Some have claimed Ōtsu-e as an ancestor of the ukiyo-e woodblock prints that replaced them nationally, but such printing techniques were not employed there until the 19th century, well after the ukiyo-e style had become popular. However, several artists in the Utagawa school incorporated Ōtsu-e elements into their prints. This is evident, for example, in Utagawa Kuniyoshi's composite triptych titled Ōtsu-e Paintings Coming Alive; or in the popular figures incorporated into Utagawa Hiroshige's The Bon-odori dance.

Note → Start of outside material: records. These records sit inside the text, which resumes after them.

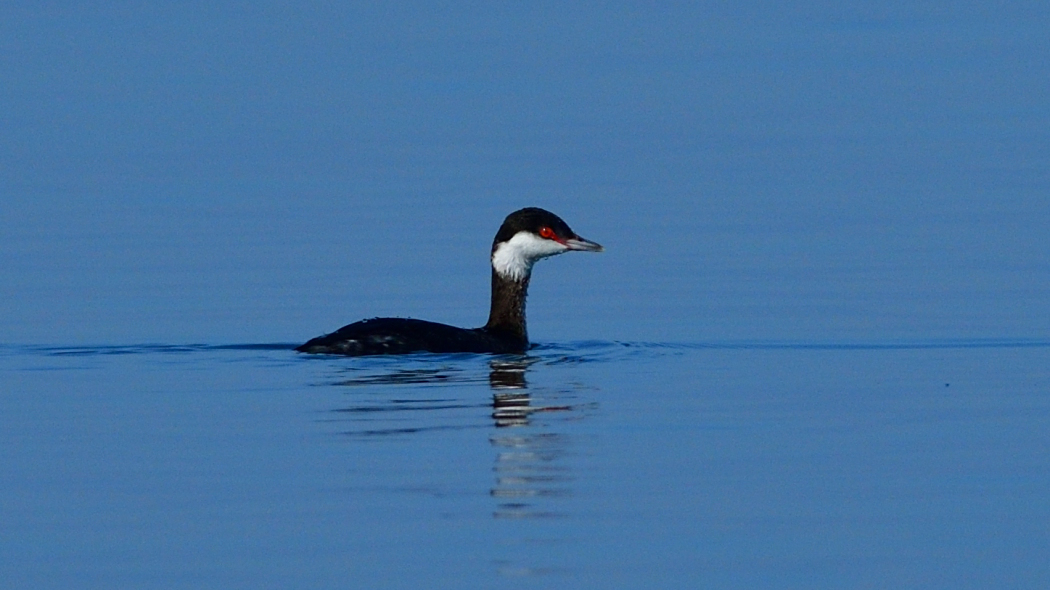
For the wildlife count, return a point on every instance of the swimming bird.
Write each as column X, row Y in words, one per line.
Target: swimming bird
column 526, row 235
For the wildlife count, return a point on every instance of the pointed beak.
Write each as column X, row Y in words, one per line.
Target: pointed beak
column 583, row 245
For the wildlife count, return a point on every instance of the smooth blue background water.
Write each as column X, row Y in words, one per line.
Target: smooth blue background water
column 812, row 356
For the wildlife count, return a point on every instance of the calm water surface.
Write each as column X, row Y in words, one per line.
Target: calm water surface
column 814, row 354
column 593, row 464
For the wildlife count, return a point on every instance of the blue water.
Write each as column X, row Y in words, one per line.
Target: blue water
column 812, row 356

One image from this source was particularly popular for its ambivalent meaning. It pictured a blind musician who fends off a dog that is worrying at his trailing clothes. Its original humorously moral purpose was "intended as a warning against being caught unawares, the loose sash representing a 'loose' or unfocused mind. However, around the mid 19th century, the image may have been read as a satire on the declining power of the Tokugawa shogunate, with the blind man representing the government being caught unawares by aggressive foreign powers, symbolized by the dog." Utagawa Toyokuni I made the theme his own in a print of two blind men striking at dogs that bark at their heels. Kuniyoshi went further in the series he created under the name Hodomoyoshi, each of which incorporated an Ōtsu-e image in one corner, accompanying his own more dynamic imitation of the scene depicted there. The theme of the blind man attacked by a dog is reinterpreted as the warrior Shimizu Kwanja Yoshitaka raising his sword at a giant rat that is gnawing the end of the scroll he carries. In this way Kuniyoshi makes an appeal to the popular tradition of mass production at a time that his own more elegant version was replacing it.